9 de marzo de 2005

La fábula del ingenioso hidalgo

Lo tengo justo a mi lado, a un palmo de mi mano derecha. Y, mientras fijo un ojo en la pantalla para escribir estas líneas, tengo al otro haciendo de centinela por si acaso decidiera escaparse. Es un ejemplar algo viejo y bastante usado, pero no por eso pierde su encanto.

Últimamente lo llevo a todos los sitios, para aprovechar hasta el más mínimo momento de descanso. Y es que resulta que con esto del cuatrocientos aniversario he decidido volver a leérmelo, fíjate tú por donde. Por una parte lo hago porque creo que he aprendido desde la primera vez y creo que entenderé mejor todo lo que quería decirnos y jamás entendimos, y por otra porque creo que es la forma perfecta de homenajear al autor y no todas esas conferencias, charlas, fiestas, reuniones y ediciones especiales que, porqué no decirlo, le deben haber sentado a nuestro querido hidalgo manchego como una patada en los cojones bien dada.

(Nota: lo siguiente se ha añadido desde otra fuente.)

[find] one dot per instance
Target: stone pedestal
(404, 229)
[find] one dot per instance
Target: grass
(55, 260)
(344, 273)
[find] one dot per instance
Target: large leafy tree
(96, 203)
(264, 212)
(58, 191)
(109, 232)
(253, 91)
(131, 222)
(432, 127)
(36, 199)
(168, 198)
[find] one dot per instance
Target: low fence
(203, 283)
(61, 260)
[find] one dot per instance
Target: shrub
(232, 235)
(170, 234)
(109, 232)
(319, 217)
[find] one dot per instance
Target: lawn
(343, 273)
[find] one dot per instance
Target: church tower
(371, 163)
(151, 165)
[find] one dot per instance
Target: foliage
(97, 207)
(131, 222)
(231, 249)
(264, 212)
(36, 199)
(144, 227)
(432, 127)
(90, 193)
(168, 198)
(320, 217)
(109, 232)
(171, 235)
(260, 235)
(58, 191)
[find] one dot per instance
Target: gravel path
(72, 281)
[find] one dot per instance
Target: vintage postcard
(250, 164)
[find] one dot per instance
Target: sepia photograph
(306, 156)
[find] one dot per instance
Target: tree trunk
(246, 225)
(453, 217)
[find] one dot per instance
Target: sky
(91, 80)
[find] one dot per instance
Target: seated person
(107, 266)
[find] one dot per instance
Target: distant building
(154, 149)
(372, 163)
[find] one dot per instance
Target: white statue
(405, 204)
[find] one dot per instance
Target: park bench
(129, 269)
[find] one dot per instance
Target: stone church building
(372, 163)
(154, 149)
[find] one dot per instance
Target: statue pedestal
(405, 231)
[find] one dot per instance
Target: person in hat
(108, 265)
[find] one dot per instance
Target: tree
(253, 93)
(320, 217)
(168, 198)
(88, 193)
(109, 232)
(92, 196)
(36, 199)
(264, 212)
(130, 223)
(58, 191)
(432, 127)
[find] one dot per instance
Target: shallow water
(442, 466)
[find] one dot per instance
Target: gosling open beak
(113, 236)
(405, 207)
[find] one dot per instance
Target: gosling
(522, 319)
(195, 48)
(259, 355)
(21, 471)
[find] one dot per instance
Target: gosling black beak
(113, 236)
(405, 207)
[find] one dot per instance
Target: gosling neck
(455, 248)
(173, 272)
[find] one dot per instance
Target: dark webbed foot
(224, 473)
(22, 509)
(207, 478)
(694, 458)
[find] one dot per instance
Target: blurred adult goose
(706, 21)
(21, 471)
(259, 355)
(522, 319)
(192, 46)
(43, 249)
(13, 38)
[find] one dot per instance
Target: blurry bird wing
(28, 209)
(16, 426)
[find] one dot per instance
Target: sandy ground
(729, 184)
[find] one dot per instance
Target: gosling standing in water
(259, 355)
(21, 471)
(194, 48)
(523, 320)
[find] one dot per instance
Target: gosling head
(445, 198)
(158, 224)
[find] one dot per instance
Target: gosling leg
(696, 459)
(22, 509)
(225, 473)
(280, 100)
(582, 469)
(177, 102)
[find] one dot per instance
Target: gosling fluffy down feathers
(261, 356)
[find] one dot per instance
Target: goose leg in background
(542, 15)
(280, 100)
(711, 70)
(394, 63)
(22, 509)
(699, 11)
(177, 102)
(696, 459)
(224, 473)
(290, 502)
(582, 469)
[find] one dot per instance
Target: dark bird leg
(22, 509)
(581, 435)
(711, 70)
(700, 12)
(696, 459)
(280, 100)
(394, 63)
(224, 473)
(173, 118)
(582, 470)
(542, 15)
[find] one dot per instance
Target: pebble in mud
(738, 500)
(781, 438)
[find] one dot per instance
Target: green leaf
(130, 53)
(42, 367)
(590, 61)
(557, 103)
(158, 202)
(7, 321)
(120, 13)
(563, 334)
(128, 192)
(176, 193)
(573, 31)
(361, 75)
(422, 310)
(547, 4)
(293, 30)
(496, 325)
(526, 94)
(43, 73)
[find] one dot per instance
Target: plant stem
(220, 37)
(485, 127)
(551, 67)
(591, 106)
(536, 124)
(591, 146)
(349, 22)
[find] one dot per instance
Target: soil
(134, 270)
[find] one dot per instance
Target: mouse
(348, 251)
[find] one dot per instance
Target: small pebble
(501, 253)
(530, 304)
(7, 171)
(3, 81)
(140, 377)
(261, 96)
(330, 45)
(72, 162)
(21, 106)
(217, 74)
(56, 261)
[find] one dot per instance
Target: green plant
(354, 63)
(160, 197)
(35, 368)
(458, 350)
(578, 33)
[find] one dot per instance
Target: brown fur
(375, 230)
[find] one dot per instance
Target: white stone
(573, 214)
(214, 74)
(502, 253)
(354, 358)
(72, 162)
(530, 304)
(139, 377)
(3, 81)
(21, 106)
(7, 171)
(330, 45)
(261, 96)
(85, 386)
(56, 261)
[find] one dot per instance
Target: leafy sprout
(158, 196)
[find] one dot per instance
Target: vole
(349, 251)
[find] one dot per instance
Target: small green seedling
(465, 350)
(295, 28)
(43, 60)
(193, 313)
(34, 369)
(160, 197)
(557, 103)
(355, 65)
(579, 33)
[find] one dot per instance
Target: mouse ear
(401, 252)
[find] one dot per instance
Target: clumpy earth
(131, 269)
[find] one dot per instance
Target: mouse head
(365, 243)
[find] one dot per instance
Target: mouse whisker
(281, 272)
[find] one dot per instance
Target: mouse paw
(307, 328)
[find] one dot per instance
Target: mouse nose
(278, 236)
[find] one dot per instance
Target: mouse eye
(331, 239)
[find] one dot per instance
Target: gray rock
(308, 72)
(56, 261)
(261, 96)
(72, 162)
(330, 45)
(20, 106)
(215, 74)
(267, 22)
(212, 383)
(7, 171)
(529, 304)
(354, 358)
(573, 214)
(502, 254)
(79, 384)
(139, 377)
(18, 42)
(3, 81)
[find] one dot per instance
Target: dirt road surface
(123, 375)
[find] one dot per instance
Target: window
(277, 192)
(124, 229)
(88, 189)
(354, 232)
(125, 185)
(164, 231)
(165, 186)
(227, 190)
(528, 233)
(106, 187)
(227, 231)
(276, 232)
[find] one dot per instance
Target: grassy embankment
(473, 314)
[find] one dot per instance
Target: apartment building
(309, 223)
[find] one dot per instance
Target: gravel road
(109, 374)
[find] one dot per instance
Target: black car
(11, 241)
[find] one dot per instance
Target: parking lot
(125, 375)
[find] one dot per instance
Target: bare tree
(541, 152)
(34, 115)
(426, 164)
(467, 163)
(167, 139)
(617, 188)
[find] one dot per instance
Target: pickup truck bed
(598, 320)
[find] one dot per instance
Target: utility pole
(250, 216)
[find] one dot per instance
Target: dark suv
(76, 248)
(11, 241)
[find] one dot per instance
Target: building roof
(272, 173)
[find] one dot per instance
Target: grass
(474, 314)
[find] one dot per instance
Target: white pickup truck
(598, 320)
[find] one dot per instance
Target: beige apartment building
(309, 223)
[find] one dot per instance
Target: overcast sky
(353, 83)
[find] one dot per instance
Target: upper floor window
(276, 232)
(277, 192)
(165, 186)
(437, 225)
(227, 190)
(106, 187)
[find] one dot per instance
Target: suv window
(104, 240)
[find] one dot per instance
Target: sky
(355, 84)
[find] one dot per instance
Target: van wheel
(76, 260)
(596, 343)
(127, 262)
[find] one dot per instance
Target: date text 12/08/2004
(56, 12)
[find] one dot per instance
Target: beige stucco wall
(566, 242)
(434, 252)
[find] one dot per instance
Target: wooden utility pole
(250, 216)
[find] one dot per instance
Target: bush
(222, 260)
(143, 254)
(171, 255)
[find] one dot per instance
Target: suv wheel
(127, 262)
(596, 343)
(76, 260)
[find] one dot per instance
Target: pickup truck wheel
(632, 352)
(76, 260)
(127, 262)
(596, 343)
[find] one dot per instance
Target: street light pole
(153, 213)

Creo que lo que él hubiera querido, de haber podido opinar, hubiera sido que alguien, más o menos, igual de idealista que él continuara su cruzada buscando aventuras, solucionando agravios, deshaciendo entuertos y demás.

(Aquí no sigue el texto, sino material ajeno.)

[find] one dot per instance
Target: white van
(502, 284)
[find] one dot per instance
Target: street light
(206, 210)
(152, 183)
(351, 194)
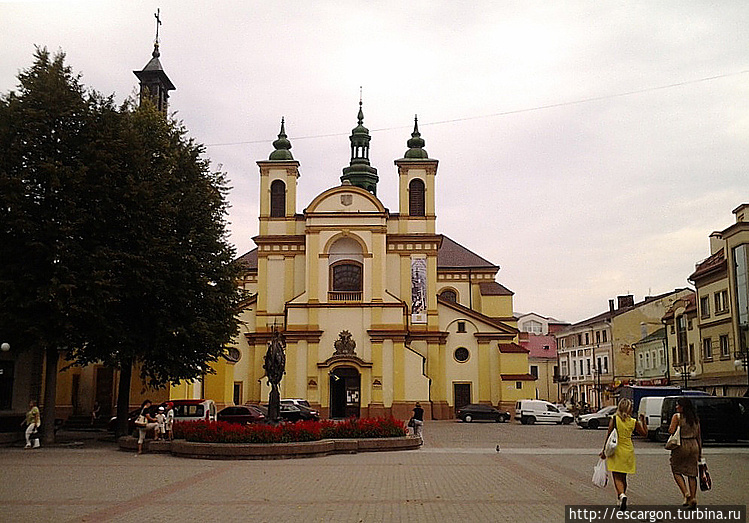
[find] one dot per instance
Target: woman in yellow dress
(622, 461)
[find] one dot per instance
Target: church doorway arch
(345, 392)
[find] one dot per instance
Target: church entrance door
(345, 392)
(462, 394)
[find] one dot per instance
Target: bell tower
(360, 172)
(154, 83)
(278, 183)
(416, 187)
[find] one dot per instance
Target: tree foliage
(113, 237)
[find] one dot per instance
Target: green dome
(282, 146)
(416, 144)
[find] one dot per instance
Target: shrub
(223, 432)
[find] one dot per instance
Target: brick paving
(456, 475)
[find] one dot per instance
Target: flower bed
(223, 432)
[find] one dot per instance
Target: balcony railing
(344, 296)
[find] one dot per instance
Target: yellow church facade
(378, 310)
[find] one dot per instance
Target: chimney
(716, 242)
(741, 214)
(625, 301)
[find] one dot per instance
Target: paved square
(456, 475)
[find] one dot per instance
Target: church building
(378, 310)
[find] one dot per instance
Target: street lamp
(686, 370)
(597, 370)
(742, 360)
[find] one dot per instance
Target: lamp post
(597, 370)
(685, 369)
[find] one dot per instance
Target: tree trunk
(123, 398)
(50, 395)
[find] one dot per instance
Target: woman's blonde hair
(624, 408)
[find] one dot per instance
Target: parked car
(650, 407)
(194, 410)
(297, 402)
(262, 408)
(597, 419)
(722, 418)
(241, 414)
(474, 411)
(303, 405)
(294, 413)
(529, 412)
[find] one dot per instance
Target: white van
(529, 412)
(194, 410)
(650, 406)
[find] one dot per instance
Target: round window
(462, 354)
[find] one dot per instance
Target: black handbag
(706, 483)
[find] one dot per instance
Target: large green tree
(114, 235)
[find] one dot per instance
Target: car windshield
(184, 411)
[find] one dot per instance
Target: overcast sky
(588, 148)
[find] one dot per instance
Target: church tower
(360, 172)
(278, 182)
(416, 187)
(154, 83)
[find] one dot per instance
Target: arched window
(346, 276)
(416, 205)
(277, 199)
(449, 295)
(346, 263)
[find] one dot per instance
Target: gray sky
(578, 202)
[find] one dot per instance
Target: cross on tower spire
(157, 15)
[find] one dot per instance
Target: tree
(43, 139)
(166, 255)
(115, 236)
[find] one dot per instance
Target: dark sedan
(474, 411)
(597, 419)
(241, 414)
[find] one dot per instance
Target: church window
(347, 277)
(462, 354)
(277, 199)
(416, 205)
(449, 295)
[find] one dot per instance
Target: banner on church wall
(418, 290)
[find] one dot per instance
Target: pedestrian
(150, 424)
(418, 417)
(33, 421)
(686, 456)
(169, 426)
(161, 420)
(95, 413)
(622, 461)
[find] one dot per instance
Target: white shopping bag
(600, 474)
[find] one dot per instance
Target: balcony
(344, 296)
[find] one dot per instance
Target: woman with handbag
(33, 422)
(145, 422)
(418, 419)
(685, 457)
(622, 461)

He escuchado a mucha gente decir que sólo era un loco, alguien que no sabía lo que hacía. Y es verdad, él era un loco. Igual que lo eran Buñuel, Lorca, Dalí, Einstein e incluso el Che. Y es entonces cuando me doy cuenta de que no estaría mal, es más, sería conveniente y necesario que viniese al mundo un sucesor suyo que dedicara su vida al ejercicio de la andante caballería. Y para predicar con el ejemplo he decidido armarme caballero y salir al mundo a ver que puedo hacer.

De ello y de las aventuras que me acontezcan daré buena explicación en esta página. No os preocupéis por mí porque, al contrario que Alonso Quijano, yo conservo mis cualidades mentales intactas y no he perdido el juicio con los libros de caballerías. De momento.